By DAVID FREEMAN
“Criminal.” “Villain.” “War monger.” These were just some of the accusations leveled at Abraham Lincoln. Today they are thrown at Winston Churchill. Defending democracy during a crisis comes at a price.
Churchill gets it from the far left and the far right. The same man who successfully stood up to Hitler had also foretold the evils of communism and never regretted his unsuccessful efforts to “strangle Bolshevism in its cradle.”
The Communists have neither forgiven nor forgotten. John McDonnell, deputy leader of Britain’s Labour party and self-proclaimed Marxist, recently labeled Churchill a “criminal.” This followed soon after a Green Party member of the Scottish Parliament, Ross Greer, described Churchill as a “mass murderer” and a “white supremacist.”
Ironically, McDonnell and Greer have placed themselves in the same company as American polemicist Pat Buchanan, whose 2008 book Churchill, Hitler, and the Unnecessary War reiterated the complaints that the isolationist right have been making against Churchill since the days of the America First campaign. And neither McDonnell, Greer, nor Buchanan will get much argument about Churchill from the outspokenly anti-Semitic and ultra far-right historian David Irving.
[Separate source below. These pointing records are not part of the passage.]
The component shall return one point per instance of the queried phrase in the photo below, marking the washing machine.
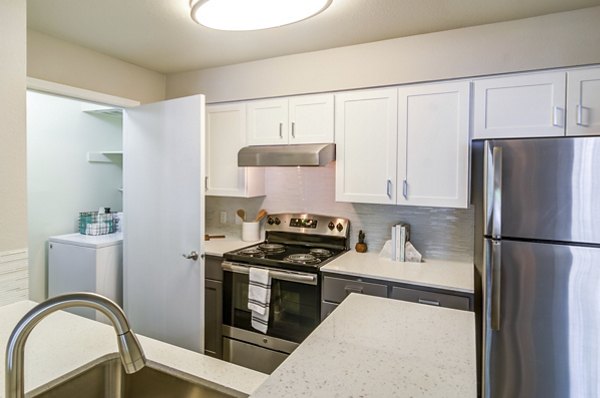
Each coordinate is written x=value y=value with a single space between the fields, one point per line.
x=83 y=263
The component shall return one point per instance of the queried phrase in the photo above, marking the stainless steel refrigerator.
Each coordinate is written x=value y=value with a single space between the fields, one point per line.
x=537 y=255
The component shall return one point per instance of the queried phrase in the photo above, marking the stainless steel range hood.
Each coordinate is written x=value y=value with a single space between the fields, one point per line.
x=287 y=155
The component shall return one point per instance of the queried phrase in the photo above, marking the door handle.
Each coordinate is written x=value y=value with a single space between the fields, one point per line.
x=496 y=287
x=429 y=302
x=353 y=289
x=558 y=117
x=492 y=200
x=192 y=256
x=580 y=121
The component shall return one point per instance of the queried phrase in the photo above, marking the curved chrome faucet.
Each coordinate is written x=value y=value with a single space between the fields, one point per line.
x=130 y=350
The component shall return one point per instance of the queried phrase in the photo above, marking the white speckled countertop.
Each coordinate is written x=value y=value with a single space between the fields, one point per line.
x=440 y=274
x=64 y=344
x=376 y=347
x=216 y=247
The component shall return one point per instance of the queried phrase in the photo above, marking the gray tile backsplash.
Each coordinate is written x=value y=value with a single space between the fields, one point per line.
x=436 y=232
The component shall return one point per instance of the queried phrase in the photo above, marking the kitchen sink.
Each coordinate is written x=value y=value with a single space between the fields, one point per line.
x=108 y=380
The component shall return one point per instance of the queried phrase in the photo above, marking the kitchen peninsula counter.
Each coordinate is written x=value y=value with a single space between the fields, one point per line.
x=438 y=274
x=64 y=344
x=376 y=347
The attacks from the political extremes leave Churchill’s defenders, embodied in the International Churchill Society, exactly where we are proud to be: in the center standing firm for the rule of law, human rights, and representative democracies with welfare states funded by free markets.
Historically, admirers of Churchill have ranged from the center left to the center right. The present Speaker of the United States House of Representatives and her two immediate predecessors have all spoken at ceremonies on Capitol Hill in recent years honoring the Greatest Briton. Still the attacks continue.
Churchill is often wrongly quoted as saying that “a fanatic is someone who won’t change his mind, and won’t change the subject.” Though Churchill never actually said this, the aphorism nevertheless accurately describes the great man’s relentless critics who will not be deterred by any amount of evidence that contravenes their beliefs.
The good news is that each time foolish charges against Churchill are repeated the International Churchill Society receives a surge of inquiries from people seeking to know the facts. The same old myths are repeated so often that we can direct truth seekers to any number of reliable and well-documented sources.
It is, of course, much easier to toss out a two or three word attack in public than it is to explain the true story in its proper context. People generally dislike long answers even when long answers are obviously correct. Yet recent attacks against Churchill have driven so much traffic to our organization that as editor I expect conspiracy theorists will start to accuse us of planting them.
To be sure, Churchill said and did things that, seen in isolation, do not measure up to the standards of today. But to focus on these is to ignore that, like Lincoln, Churchill’s views evolved over time on some issues such as women’s suffrage and self-government for India.
In an age when people in public office are being held to account for single statements or actions from their (often distant) pasts, we are forgetting that politicians—like the rest of us—can and do travel through personal journeys of change, usually with good reason. Ronald Reagan went from New Deal Democrat to Republican hero. Hillary Clinton began as a Goldwater Girl.
What really matters is how our leaders behave in the clutch. “Strength is granted to us all,” Churchill stated, “when we are needed to serve great causes.” We could use more criminals like that.
David Freeman is Director of Publications for the International Churchill Society.